Skitnet Malware Enables Stealthy Post-Exploitation and Lateral Movement in Ransomware Attacks
Skitnet, or Bossnet, is a multi-stage malware tool increasingly used by ransomware groups for post-exploitation and remote control. First advertised on underground forums in April 2024, it became active in real-world attacks by early 2025, including phishing campaigns by Black Basta targeting corporate environments. Developed by a threat actor tracked as LARVA-306, Skitnet uses a Rust-based binary to decrypt and execute an embedded Nim payload that establishes a reverse shell over DNS. This method allows the malware to bypass traditional detection by avoiding standard import tables and using dynamic API resolution. Once deployed, it launches multiple threads that handle DNS-based command retrieval and execution every ten seconds.

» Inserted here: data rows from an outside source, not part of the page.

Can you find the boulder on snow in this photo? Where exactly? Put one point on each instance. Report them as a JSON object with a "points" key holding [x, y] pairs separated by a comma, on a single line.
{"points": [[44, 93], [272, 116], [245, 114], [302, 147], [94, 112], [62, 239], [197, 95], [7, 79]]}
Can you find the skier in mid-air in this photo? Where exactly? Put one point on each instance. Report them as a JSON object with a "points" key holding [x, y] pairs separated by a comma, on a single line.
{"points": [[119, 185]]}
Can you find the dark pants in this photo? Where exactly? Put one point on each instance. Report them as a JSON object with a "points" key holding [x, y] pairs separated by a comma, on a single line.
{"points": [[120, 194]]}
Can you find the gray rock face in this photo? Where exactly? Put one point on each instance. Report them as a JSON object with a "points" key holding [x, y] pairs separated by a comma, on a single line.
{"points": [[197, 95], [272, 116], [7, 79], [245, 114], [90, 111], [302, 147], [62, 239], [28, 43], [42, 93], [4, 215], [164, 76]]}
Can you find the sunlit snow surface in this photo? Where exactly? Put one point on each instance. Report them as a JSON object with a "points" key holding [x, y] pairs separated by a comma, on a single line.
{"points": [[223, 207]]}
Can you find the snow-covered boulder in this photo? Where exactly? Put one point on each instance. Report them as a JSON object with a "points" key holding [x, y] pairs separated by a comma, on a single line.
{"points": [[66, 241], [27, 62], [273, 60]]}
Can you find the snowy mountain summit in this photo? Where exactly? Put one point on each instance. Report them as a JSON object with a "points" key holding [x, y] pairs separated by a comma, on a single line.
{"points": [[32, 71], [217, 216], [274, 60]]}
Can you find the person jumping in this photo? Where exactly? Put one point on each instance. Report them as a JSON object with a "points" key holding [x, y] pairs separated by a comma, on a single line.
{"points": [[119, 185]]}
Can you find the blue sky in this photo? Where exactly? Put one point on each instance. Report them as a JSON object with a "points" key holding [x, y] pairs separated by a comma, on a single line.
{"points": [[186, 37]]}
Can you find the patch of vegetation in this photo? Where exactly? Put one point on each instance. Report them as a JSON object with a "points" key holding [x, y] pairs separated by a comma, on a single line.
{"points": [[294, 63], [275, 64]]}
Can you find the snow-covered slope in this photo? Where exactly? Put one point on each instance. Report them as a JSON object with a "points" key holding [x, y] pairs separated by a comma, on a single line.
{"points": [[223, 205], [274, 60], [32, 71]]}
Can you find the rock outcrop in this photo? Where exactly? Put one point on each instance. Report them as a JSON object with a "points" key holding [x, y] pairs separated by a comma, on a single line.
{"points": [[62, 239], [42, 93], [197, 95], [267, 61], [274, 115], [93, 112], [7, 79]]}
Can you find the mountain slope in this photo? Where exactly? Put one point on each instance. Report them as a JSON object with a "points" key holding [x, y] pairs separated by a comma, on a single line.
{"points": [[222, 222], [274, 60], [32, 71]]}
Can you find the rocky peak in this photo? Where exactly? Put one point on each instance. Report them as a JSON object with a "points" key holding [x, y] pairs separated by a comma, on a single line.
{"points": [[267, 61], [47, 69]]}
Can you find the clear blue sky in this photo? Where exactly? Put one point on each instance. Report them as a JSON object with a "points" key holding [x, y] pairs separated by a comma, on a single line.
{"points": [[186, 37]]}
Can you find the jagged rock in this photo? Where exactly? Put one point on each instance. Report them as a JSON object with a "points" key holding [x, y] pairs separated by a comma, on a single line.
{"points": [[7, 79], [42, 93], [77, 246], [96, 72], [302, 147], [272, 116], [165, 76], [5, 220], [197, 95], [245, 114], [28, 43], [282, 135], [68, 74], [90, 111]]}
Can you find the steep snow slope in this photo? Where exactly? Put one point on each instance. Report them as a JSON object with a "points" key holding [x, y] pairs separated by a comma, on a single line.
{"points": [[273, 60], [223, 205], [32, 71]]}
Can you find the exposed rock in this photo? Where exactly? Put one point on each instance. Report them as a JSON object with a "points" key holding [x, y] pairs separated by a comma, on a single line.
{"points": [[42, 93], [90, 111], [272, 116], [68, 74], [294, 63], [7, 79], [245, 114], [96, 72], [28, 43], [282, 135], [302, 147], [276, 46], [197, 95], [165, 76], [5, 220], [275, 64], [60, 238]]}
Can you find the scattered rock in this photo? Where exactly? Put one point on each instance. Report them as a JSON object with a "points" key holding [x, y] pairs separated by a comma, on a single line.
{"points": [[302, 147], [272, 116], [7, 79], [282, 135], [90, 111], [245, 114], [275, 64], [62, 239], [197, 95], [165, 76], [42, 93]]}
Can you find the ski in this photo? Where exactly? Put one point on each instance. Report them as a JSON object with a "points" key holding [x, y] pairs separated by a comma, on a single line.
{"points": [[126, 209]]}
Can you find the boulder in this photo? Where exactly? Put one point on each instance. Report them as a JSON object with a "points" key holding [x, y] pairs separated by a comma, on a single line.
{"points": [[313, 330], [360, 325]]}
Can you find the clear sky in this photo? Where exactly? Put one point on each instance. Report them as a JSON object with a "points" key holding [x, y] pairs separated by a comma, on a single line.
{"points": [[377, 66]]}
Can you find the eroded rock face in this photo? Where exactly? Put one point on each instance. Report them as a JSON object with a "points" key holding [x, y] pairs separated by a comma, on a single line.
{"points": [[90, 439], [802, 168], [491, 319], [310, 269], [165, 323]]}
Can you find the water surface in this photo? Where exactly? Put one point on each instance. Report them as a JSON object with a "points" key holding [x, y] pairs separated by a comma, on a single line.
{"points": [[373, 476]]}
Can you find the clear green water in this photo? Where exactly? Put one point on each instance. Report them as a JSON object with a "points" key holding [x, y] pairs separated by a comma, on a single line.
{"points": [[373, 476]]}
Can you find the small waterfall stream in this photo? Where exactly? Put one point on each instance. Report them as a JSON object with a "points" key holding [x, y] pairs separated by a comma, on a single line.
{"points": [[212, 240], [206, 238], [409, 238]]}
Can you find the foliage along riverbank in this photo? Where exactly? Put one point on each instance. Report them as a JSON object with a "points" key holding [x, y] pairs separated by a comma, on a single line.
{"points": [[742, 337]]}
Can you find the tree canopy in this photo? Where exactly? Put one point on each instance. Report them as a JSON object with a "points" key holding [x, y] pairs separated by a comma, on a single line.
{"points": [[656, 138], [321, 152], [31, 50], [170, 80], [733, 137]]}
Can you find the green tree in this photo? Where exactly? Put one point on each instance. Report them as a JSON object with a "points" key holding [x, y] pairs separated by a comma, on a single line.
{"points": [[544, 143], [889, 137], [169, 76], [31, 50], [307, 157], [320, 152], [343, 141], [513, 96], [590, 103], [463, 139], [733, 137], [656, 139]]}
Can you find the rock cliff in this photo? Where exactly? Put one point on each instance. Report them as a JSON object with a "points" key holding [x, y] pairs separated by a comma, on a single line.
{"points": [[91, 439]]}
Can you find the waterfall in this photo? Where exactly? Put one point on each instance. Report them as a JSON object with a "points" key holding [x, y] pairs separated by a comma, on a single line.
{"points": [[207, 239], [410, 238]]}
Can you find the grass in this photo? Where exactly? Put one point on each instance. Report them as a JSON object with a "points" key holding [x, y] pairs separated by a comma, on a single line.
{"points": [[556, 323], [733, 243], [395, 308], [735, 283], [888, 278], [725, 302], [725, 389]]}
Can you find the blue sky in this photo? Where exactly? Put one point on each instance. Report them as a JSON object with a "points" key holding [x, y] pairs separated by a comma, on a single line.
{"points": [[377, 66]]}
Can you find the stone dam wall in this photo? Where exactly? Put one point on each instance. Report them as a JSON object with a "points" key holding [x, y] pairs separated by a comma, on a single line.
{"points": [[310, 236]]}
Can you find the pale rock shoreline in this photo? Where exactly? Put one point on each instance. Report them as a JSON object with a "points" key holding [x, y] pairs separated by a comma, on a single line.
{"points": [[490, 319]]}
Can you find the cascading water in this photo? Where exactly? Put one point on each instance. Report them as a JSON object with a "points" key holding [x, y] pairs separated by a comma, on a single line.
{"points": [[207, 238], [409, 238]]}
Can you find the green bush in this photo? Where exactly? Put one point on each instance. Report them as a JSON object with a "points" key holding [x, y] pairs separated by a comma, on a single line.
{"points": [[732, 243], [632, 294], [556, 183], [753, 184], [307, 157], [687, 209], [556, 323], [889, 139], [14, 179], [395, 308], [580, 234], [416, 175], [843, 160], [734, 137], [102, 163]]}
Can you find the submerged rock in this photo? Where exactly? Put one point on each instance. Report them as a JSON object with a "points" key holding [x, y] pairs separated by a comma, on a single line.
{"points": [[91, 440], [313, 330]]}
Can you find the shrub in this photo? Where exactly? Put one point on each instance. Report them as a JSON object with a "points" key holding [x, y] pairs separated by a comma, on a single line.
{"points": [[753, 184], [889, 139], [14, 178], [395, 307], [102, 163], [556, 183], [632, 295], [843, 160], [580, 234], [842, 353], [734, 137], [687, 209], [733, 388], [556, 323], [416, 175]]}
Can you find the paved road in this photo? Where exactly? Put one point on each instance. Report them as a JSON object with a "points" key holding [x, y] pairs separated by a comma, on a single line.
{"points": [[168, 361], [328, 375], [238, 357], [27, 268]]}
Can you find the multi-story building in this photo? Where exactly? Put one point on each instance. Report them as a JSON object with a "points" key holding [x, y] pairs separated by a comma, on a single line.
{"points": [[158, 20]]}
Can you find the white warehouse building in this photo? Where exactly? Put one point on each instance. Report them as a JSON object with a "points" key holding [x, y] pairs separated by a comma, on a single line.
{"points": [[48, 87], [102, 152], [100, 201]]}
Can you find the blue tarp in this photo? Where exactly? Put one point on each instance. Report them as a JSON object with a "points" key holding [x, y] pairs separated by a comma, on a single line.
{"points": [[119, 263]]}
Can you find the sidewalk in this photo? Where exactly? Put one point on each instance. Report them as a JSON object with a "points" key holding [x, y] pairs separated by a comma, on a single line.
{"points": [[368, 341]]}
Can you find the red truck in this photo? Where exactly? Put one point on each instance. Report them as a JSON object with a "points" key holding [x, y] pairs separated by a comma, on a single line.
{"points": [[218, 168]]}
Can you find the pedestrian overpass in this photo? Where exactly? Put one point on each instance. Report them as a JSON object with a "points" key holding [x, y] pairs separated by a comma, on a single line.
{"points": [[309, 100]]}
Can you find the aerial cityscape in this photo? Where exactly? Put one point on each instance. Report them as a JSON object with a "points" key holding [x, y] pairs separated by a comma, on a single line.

The malware communicates with a C2 server and enables full control of compromised systems, including lateral movement and payload delivery. Skitnet supports commands for persistence, remote access, data collection, and further exploitation. It creates startup shortcuts, captures desktop screenshots, deploys remote access tools like AnyDesk or Remote Utilities, executes PowerShell scripts from remote servers, and gathers information on installed security software. It can also download and run additional payloads through a .NET loader component. The malware’s DNS communication channel and use of multiple programming languages make it difficult to detect and analyze. Its structure and capabilities are designed for stealth and adaptability, enabling attackers to maintain long-term access and move laterally within compromised networks. Skitnet's use by ransomware actors highlights its role in advanced intrusion campaigns and the need for stronger controls around phishing, DNS traffic, and script execution.